Delicious, Utopic, and bookmarking services
Bookmarking services tend to perpetuate the problem of sharing into the ether. Those services want to make it super easy for you to share and share and share, so that they can collect the best content on the web. Sure, it’s great that you can go back and reference all of the cool things you’ve found, but that’s not enough. The context of why you shared something is lost, and a “note” feature isn’t going to do it. Entering notes is boring and nobody does it. I want the things that I bookmark to be surrounded with other context, like what other things I’m doing on my computer at the time.
Things are moving fast, and it’s a real-time and instant gratification society. We’re all caught up in the world wide web and we continue to weave this web by sharing, retweeting, liking, and recommending content.
At the end of the day though, what are we going to get out of it?
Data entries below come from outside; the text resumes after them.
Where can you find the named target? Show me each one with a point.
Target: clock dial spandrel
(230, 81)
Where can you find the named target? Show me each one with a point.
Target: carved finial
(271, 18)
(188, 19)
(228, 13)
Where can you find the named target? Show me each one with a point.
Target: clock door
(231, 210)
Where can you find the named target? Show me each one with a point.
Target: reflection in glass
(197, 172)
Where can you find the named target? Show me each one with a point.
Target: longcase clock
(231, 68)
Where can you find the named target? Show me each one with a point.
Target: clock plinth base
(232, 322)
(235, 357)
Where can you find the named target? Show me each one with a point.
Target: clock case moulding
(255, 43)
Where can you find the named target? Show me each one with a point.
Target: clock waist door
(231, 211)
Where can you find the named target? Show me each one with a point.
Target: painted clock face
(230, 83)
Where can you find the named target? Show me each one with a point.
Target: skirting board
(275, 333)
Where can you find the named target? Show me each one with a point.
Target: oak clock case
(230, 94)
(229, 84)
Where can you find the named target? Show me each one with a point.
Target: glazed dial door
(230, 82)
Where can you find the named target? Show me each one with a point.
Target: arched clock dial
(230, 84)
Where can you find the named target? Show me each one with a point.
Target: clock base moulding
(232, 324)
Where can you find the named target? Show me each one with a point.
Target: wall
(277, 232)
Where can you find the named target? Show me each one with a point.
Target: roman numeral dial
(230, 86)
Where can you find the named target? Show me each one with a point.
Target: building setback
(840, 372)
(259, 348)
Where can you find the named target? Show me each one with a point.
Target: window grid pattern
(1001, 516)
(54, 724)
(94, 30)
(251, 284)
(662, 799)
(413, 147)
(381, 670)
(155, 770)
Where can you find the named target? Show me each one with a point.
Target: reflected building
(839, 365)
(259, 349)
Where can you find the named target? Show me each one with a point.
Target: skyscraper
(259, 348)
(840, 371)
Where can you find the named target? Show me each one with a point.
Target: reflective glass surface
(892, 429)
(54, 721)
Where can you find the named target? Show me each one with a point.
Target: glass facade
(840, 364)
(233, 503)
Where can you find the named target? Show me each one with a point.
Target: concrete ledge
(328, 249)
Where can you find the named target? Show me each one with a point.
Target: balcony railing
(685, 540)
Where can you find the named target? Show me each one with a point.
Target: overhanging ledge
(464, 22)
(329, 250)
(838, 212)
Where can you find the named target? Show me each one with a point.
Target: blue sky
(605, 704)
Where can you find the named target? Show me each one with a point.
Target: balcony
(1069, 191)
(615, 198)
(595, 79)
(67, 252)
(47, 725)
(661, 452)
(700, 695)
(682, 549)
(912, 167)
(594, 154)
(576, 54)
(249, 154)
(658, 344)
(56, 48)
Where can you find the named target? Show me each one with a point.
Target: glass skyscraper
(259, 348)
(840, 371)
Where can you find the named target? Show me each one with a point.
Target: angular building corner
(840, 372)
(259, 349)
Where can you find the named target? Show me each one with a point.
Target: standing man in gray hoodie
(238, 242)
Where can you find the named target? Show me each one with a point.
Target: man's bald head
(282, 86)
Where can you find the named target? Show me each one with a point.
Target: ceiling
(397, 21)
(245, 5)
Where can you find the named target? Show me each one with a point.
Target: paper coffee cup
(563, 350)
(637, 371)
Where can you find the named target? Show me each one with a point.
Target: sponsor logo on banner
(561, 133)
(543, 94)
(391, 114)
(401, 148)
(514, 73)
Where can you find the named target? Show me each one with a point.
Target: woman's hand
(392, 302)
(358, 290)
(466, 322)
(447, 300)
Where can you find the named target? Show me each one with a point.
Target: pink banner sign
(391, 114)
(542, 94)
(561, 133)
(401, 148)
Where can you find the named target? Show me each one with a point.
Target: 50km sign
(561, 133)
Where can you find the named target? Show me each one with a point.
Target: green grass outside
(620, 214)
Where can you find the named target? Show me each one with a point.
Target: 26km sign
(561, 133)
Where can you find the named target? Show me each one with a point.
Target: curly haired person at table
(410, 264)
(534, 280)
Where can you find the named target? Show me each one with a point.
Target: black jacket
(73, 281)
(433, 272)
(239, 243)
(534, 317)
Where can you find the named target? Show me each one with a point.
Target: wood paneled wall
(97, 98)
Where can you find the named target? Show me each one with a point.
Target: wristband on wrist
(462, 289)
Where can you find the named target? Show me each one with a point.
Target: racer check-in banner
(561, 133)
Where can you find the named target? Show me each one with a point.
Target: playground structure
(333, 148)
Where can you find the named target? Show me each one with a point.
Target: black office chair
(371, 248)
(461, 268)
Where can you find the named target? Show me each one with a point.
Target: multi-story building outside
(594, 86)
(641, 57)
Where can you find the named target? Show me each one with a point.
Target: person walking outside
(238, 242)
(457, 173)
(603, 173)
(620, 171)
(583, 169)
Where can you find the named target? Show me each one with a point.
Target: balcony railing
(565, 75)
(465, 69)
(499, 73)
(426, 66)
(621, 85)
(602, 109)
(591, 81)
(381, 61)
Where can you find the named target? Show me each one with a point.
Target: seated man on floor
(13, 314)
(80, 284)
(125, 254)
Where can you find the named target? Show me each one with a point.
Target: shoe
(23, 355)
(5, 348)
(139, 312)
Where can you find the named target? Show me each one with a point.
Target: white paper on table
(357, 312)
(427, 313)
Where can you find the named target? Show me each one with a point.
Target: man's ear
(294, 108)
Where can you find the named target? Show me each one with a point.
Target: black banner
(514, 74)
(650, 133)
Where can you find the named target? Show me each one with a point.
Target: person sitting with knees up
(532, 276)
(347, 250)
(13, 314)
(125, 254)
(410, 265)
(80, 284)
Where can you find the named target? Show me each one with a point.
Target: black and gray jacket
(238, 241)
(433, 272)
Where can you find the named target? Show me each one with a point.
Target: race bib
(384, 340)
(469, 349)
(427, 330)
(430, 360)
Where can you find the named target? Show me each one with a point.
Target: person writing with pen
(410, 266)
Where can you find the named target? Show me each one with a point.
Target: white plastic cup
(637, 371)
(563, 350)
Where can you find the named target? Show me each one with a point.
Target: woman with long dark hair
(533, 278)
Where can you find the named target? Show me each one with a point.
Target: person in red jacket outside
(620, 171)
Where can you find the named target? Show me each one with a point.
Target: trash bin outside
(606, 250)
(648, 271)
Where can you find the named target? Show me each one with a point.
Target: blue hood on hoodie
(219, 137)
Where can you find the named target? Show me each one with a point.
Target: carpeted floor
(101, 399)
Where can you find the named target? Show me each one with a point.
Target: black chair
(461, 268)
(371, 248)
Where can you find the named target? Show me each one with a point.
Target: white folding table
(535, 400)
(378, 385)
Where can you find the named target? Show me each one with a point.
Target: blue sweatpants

The internet is our digital scrapbook, after all.
I’m not asking for a paycheck or a thank you, but I think it would be nice if these important companies with a lot of funding would start thinking longer term for its users. I’ve used Twitter for over six years, Facebook for just as long, and FourSquare a few years as well. I’ve put a lot of time and energy into making sure I’ve shared and tracked all of the things that were important to me in the moment. These companies are starting to figure out how to make money on all of the things that we say and share.
It’s these services turn to remind us of why we do it in the first place.